For lawyers, a well-labeled uncertainty is useful. A concealed uncertainty is dangerous.
Why this matters more than ordinary hallucination talk
Much of the public discussion about AI reliability focuses on hallucinations: fake cases, fake quotes, fake statutory language. Those are real problems. Recent legal AI reliability research underlines why source-grounded systems still need careful evaluation (8).
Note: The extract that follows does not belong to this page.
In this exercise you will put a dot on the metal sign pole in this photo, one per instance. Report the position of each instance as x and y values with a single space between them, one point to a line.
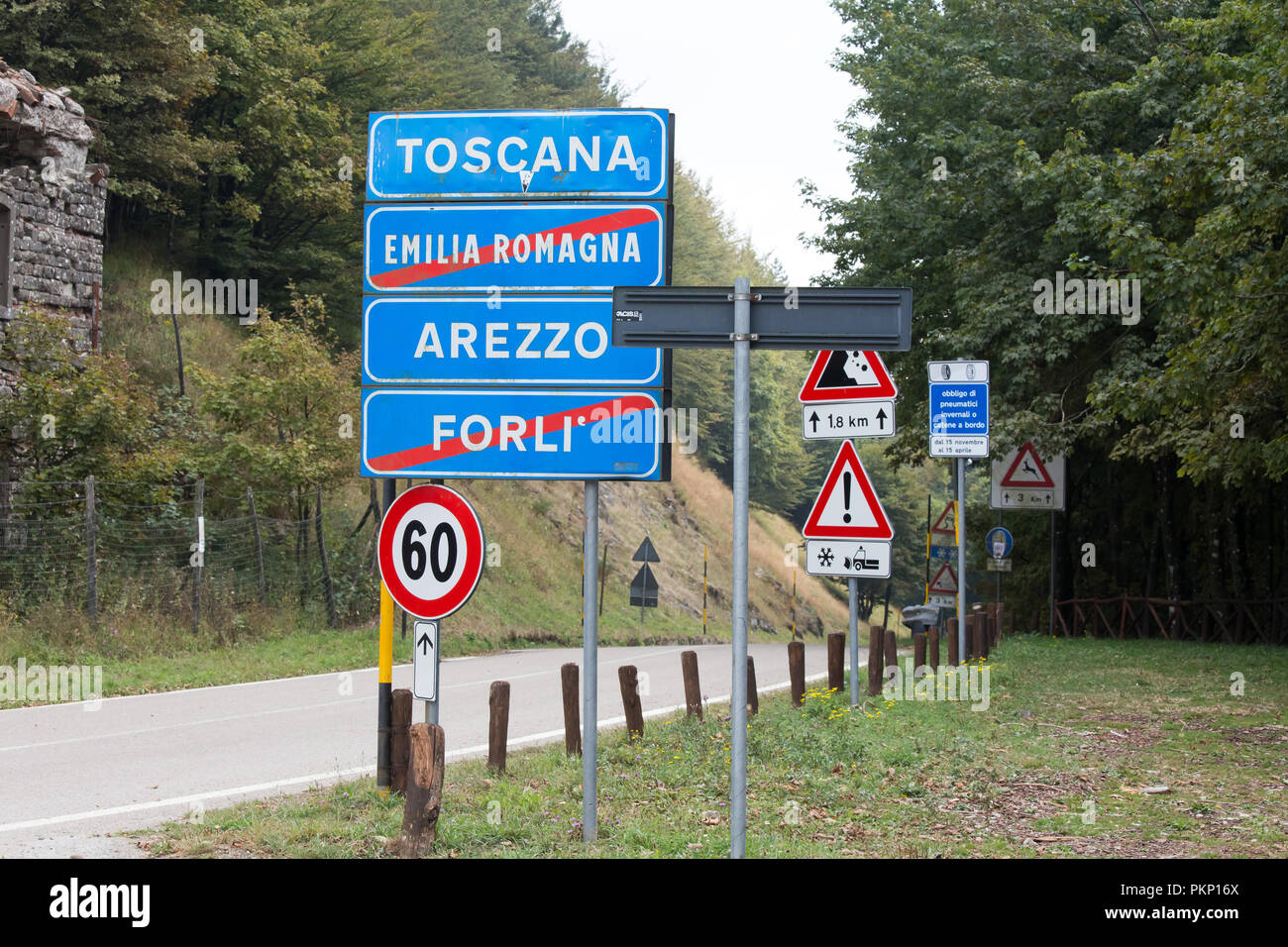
590 668
854 642
741 515
961 556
But for legal practice, stale-authority errors may be just as important because they survive systems that already look "source grounded."
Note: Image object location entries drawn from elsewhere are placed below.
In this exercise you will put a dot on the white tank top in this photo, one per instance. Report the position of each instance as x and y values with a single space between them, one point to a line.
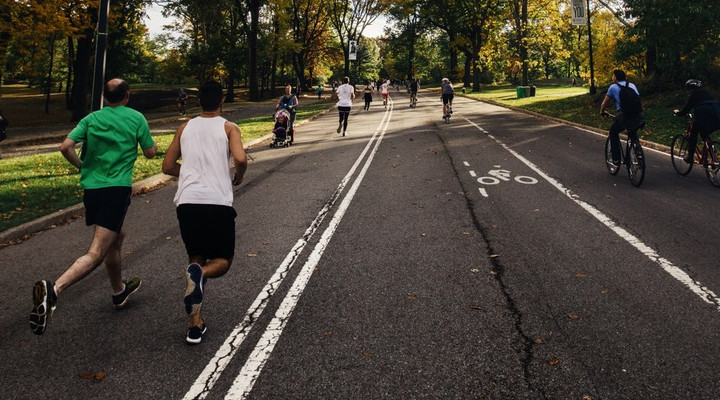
205 169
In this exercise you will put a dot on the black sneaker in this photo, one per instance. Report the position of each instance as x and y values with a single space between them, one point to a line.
195 333
193 292
131 285
44 300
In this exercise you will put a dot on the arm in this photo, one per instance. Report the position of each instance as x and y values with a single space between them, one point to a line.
67 148
237 151
151 151
172 155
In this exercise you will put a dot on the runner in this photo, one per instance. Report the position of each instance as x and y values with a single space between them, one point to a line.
204 197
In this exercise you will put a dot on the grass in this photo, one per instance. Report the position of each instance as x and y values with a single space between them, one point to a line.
574 104
37 185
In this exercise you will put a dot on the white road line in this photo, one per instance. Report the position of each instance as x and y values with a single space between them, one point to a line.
696 287
251 370
209 376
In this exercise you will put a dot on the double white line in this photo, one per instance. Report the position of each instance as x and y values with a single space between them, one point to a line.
253 366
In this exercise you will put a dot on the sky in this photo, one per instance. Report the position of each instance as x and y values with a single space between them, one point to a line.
155 21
A lawyer reviewing a fabricated case may catch it quickly. A lawyer reviewing a real but overtaken case may not notice the problem until much later, especially under time pressure. That is why good-law validation deserves its own place in legal AI evaluation.
What lawyers should ask AI vendors and internal teams
- Can the system distinguish source verification from current-law validation?
- How does it detect whether a case has been reversed, limited, or superseded?
- Does it treat interim and procedural authorities differently from final controlling judgments?
- What official sources does it use to confirm treatment and case relationships?
- Can it show why an authority is labeled current, limited, historical, or uncertain?
- What happens when it cannot safely resolve current-law status?
- Are user-facing warnings clear enough that a lawyer can change strategy or escalate review?
Those questions are often more important than model branding. A faster or larger model does not solve the professional problem if the workflow still confuses real citations with reliable current authority.
The practical standard for legal AI trust
Lawyers need more than an AI system that merely sounds current. They need one that can show why an authority is still usable, where the legal position changed, and when the answer should be treated as qualified or unresolved.
That is the real shift from generic AI output to professional legal research support. The system should not only retrieve and summarize. It should test whether the authority still carries the proposition.
The next trust boundary in legal AI is not whether the citation is real. It is whether the authority remains reliable for the proposition asserted today.
Resources and further reading
- HR 15 November 2024, ECLI:NL:HR:2024:1661
- Rechtspraak Open Data documentation
- Rechtspraak formal relationships value list
- Self-RAG, Asai et al. (2023)
- Corrective RAG, Yan et al. (2024)
- RAGTruth, Wu et al. (2024)
- RAGChecker, Ru et al. (2024)
- Stanford Law publication page on legal AI reliability research
Conclusion
Legal AI will become much more useful to lawyers when it stops treating authority retrieval as the end of the reliability problem. The harder and more valuable step is authority-status validation: determining whether the cited material is still current, still controlling, and still safe for the exact proposition at issue.
That is how legal AI moves from plausible research assistance to something lawyers can verify, challenge, and trust under professional standards.